Facilitation Payments

Payments made to foreign public officials with the aim of expediting or securing the performance of a routine governmental action (often known as facilitation payments) will clearly be criminal offences under the Bribery Act.

The Guidance describes facilitation payments as "small bribes" and says that "exemptions in this context create artificial distinctions that are difficult to enforce ...". Nevertheless, the Guidance recognises "the problems that commercial organisations face in some parts of the world and in certain sectors". Prosecution is more likely where there are large or repeated payments, where facilitation payments are "planned for or accepted as part of a standard way of conducting business" and where "a commercial organisation has a clear and appropriate policy setting out procedures an individual should, if facilitation payments are requested and these have not been correctly followed".

A Case Study (not officially part of the Guidance) sets out a number of steps a business should consider in dealing with hidden or overt facilitation payments. These include: building in extra time in project planning to cover potential delays as a result of non-payment; questioning the legitimacy of the payments; raising the matter with superior officials and/or seeking assistance through diplomatic channels.

Conclusion

The Bribery Act modernises Bermuda's anti-corruption laws and brings them in line with the UK's model.

The Bribery Act creates a range of new offences, which apply not only to Bermuda companies and Bermuda residents, but to non-Bermuda companies carrying on business, or part of a business, in Bermuda.

The Corporate Offence creates a compelling reason for all companies doing business in Bermuda to take precautions to guard against acts of bribery being committed on their behalf, and to ensure that their anti-corruption compliance programmes meet the highest standards and reflect the Guidance. Many Bermuda companies operate in low risk industries (insurance/reinsurance and asset management) and low risk jurisdictions (for example USA, Western Europe). Risk assessments for these companies may conclude that few changes are necessary. However many exempt companies, such as holding companies with operations or subsidiaries in high risk industries (mining for example) and high risk jurisdictions, may find compliance more challenging. Group structures may need to be reviewed with an eye to reducing the risk that foreign subsidiaries (in high risk locations) could be viewed as agents of the parent.

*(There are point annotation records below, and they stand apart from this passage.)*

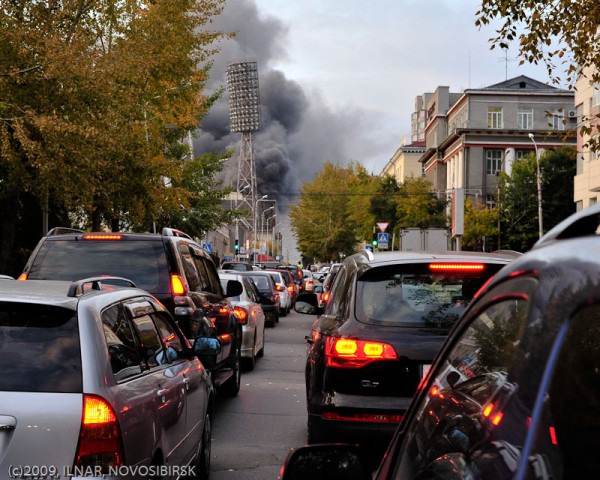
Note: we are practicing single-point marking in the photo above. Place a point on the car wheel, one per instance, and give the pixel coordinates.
(202, 469)
(232, 386)
(248, 363)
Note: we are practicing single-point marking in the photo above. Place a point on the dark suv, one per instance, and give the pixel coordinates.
(387, 317)
(171, 266)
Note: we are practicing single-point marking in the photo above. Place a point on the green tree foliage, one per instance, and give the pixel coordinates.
(418, 207)
(480, 222)
(321, 217)
(561, 34)
(518, 197)
(92, 94)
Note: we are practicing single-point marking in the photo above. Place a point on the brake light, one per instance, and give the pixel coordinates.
(451, 267)
(102, 236)
(177, 286)
(100, 442)
(353, 353)
(241, 314)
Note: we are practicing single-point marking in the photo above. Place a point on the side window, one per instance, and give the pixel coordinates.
(568, 435)
(171, 341)
(150, 340)
(189, 266)
(125, 356)
(475, 417)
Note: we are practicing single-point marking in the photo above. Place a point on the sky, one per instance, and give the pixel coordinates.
(338, 79)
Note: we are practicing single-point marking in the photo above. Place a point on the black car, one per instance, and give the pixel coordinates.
(514, 391)
(387, 317)
(269, 298)
(171, 266)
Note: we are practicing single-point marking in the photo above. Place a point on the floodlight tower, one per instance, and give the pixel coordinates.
(244, 117)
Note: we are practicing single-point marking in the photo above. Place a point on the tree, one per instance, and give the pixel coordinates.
(91, 100)
(564, 31)
(417, 206)
(480, 223)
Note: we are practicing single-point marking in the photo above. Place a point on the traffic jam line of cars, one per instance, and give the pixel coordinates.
(119, 345)
(512, 391)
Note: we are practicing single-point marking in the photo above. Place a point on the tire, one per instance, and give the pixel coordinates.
(202, 463)
(231, 387)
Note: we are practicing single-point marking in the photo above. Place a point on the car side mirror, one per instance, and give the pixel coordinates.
(207, 346)
(234, 288)
(326, 462)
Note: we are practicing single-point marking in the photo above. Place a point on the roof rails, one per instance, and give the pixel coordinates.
(583, 223)
(77, 287)
(171, 232)
(62, 231)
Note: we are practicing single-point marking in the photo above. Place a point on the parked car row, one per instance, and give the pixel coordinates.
(496, 384)
(120, 343)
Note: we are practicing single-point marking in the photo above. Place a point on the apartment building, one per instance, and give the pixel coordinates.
(587, 106)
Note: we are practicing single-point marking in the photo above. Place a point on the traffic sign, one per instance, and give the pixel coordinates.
(382, 226)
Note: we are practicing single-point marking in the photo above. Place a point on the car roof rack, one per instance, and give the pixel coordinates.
(76, 289)
(172, 232)
(583, 223)
(62, 231)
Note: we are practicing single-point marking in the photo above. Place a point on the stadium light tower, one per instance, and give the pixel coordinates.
(244, 117)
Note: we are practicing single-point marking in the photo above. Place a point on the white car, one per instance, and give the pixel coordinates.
(249, 312)
(285, 297)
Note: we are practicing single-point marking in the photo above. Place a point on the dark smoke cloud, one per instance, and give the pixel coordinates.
(299, 131)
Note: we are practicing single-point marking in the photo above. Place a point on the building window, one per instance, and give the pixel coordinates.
(525, 119)
(556, 120)
(495, 117)
(493, 160)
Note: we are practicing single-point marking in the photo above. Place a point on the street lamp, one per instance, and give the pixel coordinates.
(261, 199)
(539, 186)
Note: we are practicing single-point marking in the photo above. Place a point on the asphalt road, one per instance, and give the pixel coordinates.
(253, 432)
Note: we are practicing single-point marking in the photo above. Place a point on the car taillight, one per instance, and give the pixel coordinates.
(454, 267)
(353, 353)
(177, 286)
(100, 442)
(102, 236)
(241, 314)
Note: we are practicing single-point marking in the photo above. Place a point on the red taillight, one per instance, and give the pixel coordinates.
(100, 440)
(177, 286)
(102, 236)
(451, 267)
(241, 314)
(352, 353)
(364, 417)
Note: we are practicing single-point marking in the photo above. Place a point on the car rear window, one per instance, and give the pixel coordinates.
(415, 296)
(39, 349)
(143, 262)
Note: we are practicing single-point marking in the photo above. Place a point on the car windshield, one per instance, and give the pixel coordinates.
(39, 349)
(414, 296)
(142, 262)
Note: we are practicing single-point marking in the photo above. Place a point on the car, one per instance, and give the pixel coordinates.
(239, 266)
(269, 297)
(248, 309)
(309, 281)
(292, 286)
(387, 316)
(171, 266)
(285, 297)
(534, 331)
(98, 378)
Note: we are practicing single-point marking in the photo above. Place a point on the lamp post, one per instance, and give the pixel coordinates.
(539, 186)
(261, 199)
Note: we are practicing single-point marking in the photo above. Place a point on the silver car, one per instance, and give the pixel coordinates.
(98, 380)
(250, 314)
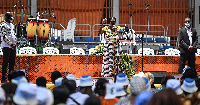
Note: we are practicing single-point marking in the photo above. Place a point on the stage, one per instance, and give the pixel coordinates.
(42, 65)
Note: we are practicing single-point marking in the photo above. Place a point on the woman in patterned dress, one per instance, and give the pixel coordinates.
(112, 50)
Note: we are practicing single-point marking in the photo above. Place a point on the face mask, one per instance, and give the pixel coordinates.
(187, 24)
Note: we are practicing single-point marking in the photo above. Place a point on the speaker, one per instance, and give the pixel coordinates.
(158, 75)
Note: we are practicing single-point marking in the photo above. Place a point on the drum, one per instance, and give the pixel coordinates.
(31, 27)
(43, 29)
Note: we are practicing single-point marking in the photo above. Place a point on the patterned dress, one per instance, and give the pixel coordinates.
(112, 52)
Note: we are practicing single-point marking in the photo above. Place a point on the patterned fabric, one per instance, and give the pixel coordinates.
(112, 52)
(137, 84)
(8, 34)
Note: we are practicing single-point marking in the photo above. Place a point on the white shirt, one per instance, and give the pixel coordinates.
(189, 31)
(10, 34)
(79, 97)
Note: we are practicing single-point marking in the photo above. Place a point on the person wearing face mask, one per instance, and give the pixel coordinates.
(187, 39)
(8, 44)
(111, 48)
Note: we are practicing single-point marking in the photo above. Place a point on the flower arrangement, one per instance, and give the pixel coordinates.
(126, 65)
(98, 50)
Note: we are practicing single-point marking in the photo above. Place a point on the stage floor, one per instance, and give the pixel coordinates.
(42, 65)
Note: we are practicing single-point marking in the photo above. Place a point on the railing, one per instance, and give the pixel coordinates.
(93, 28)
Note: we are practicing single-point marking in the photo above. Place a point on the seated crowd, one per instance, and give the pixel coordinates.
(138, 90)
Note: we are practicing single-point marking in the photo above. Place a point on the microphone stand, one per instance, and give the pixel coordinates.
(142, 49)
(147, 32)
(13, 9)
(54, 25)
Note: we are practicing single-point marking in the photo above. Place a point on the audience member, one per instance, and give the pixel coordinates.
(44, 96)
(58, 81)
(143, 98)
(123, 79)
(61, 93)
(10, 89)
(137, 85)
(19, 80)
(192, 99)
(189, 73)
(165, 97)
(55, 75)
(120, 90)
(75, 98)
(86, 85)
(41, 81)
(100, 91)
(25, 94)
(93, 100)
(189, 86)
(164, 80)
(147, 83)
(150, 76)
(70, 84)
(71, 77)
(175, 85)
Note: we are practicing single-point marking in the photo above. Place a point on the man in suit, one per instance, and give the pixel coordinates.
(8, 45)
(187, 39)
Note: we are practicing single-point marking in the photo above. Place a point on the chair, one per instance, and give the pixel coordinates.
(69, 32)
(27, 50)
(172, 51)
(88, 39)
(77, 51)
(50, 50)
(161, 40)
(146, 51)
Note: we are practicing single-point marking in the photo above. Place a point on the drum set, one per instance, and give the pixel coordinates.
(34, 33)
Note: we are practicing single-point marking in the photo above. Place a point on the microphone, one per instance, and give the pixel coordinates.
(147, 4)
(44, 12)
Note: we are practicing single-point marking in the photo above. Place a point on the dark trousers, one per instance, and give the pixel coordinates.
(9, 56)
(190, 56)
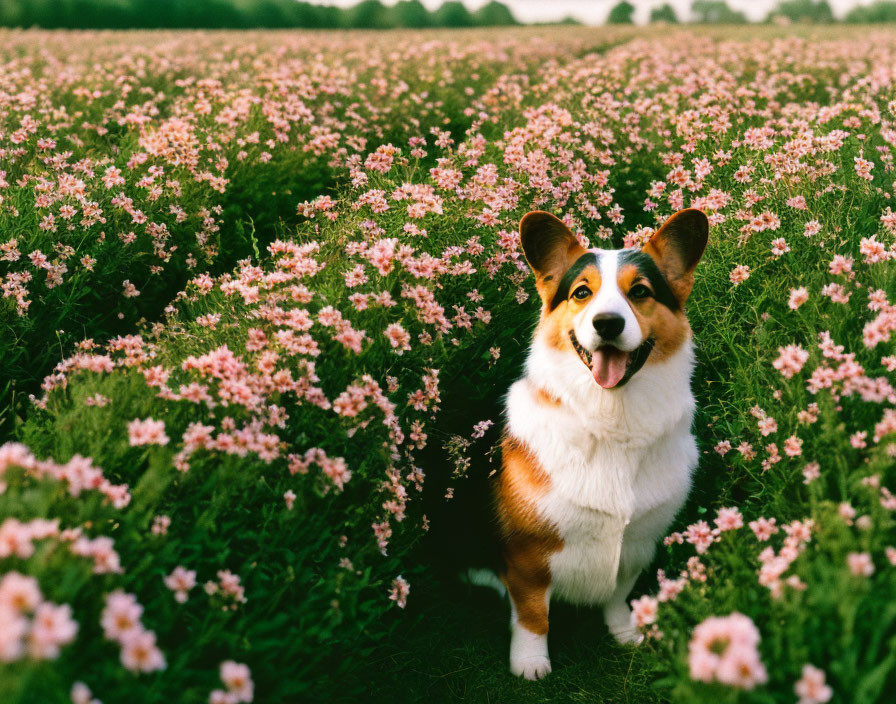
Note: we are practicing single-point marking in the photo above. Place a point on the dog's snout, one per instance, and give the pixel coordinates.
(609, 325)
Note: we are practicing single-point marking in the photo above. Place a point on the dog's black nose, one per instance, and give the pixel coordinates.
(609, 325)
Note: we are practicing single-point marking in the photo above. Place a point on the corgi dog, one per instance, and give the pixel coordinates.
(597, 454)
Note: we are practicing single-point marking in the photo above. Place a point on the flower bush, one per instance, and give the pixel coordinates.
(231, 491)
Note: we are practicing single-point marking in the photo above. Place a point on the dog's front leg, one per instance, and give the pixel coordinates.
(529, 585)
(636, 555)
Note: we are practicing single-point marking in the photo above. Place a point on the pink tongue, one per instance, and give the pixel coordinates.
(608, 366)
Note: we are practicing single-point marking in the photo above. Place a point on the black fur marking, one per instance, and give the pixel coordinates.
(572, 274)
(648, 268)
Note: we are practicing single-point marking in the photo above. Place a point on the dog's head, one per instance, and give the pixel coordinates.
(615, 309)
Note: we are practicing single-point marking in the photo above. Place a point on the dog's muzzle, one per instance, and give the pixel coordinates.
(603, 363)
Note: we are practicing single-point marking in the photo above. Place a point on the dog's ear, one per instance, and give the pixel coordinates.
(677, 247)
(550, 248)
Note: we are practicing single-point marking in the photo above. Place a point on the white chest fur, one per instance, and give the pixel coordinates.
(619, 461)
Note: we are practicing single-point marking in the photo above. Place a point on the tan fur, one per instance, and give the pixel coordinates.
(528, 541)
(669, 329)
(558, 322)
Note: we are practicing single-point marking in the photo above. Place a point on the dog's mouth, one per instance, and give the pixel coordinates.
(610, 366)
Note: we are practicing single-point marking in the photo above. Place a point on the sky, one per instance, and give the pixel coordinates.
(595, 11)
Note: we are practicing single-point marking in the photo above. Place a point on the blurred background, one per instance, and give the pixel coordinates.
(417, 14)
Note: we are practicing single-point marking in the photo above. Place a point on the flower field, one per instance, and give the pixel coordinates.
(262, 294)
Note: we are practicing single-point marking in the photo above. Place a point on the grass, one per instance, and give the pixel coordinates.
(452, 646)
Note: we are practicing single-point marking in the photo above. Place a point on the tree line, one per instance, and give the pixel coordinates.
(805, 11)
(369, 14)
(243, 14)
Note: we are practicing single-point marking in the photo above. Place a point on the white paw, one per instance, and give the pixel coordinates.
(532, 668)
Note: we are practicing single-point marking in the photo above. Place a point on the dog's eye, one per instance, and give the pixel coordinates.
(639, 291)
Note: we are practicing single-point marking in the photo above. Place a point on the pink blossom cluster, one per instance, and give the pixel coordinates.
(725, 649)
(121, 623)
(31, 626)
(238, 682)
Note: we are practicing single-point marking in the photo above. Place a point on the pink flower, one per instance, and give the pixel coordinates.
(238, 680)
(700, 536)
(798, 296)
(860, 564)
(19, 593)
(793, 446)
(644, 611)
(780, 247)
(13, 627)
(121, 616)
(891, 555)
(811, 687)
(739, 274)
(147, 432)
(398, 337)
(724, 649)
(139, 652)
(764, 528)
(399, 591)
(81, 694)
(51, 628)
(181, 581)
(811, 472)
(863, 168)
(790, 360)
(729, 519)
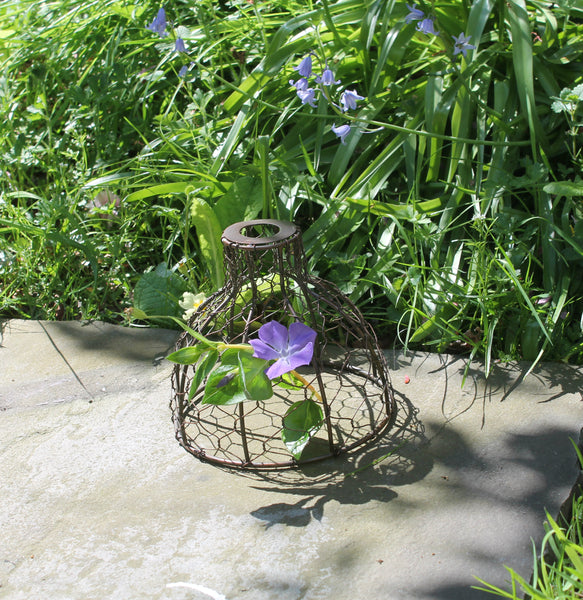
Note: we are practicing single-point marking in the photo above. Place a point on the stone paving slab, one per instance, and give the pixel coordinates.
(99, 500)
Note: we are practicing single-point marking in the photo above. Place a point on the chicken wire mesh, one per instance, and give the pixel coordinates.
(266, 280)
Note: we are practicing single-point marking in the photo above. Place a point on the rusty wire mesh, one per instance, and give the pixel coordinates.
(266, 279)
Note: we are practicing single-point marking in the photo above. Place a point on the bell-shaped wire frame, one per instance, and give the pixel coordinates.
(267, 280)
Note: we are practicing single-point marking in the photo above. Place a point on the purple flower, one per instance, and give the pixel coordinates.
(327, 78)
(308, 97)
(289, 348)
(349, 99)
(426, 26)
(300, 84)
(305, 67)
(158, 25)
(414, 15)
(461, 44)
(342, 131)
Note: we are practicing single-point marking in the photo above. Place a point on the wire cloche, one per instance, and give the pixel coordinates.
(266, 279)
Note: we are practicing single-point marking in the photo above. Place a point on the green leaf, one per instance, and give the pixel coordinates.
(564, 188)
(255, 382)
(158, 293)
(202, 371)
(224, 387)
(187, 356)
(209, 232)
(302, 420)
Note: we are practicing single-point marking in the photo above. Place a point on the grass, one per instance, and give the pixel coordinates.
(452, 216)
(558, 563)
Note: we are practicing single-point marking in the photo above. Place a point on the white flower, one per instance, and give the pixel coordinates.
(190, 302)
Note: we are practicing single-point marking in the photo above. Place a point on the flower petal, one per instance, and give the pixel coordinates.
(275, 335)
(278, 368)
(263, 350)
(299, 336)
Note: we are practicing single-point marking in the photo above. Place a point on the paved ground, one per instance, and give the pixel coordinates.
(100, 502)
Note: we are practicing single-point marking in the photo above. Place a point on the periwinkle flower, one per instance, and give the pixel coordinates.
(427, 26)
(327, 78)
(290, 348)
(349, 99)
(462, 44)
(414, 14)
(305, 67)
(307, 96)
(341, 131)
(158, 25)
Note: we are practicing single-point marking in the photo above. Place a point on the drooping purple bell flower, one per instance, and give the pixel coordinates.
(349, 99)
(158, 25)
(341, 131)
(305, 67)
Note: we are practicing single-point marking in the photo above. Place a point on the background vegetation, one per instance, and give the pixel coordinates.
(452, 215)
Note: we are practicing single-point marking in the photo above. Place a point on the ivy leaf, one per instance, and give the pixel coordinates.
(202, 371)
(255, 382)
(302, 420)
(187, 356)
(224, 387)
(158, 293)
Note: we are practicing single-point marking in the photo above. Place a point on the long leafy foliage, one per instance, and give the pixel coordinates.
(452, 215)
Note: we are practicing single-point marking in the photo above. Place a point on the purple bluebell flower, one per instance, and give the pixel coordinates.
(308, 96)
(427, 26)
(158, 25)
(300, 84)
(349, 99)
(327, 77)
(414, 14)
(290, 348)
(341, 131)
(305, 67)
(461, 44)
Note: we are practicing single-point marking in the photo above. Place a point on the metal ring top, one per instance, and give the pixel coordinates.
(233, 235)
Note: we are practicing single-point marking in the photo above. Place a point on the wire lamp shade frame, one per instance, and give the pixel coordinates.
(266, 279)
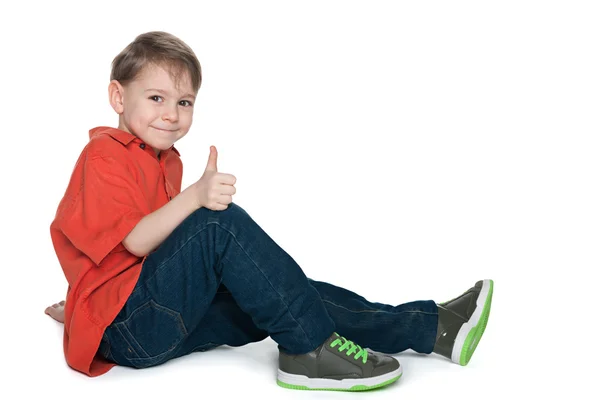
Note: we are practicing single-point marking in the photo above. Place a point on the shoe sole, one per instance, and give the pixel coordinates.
(301, 382)
(470, 333)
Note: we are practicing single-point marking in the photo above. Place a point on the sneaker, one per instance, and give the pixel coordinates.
(337, 364)
(462, 321)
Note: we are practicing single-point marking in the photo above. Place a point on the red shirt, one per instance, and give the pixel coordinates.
(117, 180)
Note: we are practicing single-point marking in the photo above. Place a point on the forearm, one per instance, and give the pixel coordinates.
(154, 228)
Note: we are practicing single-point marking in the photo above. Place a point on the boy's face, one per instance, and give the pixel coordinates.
(153, 108)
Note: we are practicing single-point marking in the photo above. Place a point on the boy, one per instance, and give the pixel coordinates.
(156, 273)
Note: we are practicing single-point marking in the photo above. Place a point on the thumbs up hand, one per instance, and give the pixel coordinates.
(214, 189)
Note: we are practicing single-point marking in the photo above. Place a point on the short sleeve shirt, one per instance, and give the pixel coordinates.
(117, 180)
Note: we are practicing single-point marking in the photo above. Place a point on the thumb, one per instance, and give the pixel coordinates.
(212, 159)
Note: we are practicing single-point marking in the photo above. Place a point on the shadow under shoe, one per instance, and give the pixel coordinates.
(462, 322)
(337, 364)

Companies which have designed and put in place FCPA compliance programmes will still need to consider whether those programmes are sufficient for the purposes of the Bribery Act, in particular, whether they adequately address the risk of private sector corruption, prohibit the making of facilitation payments and impose adequate controls on corporate promotional expenditure.

The content of this article is intended to provide a general guide to the subject matter. Specialist advice should be sought about your specific circumstances.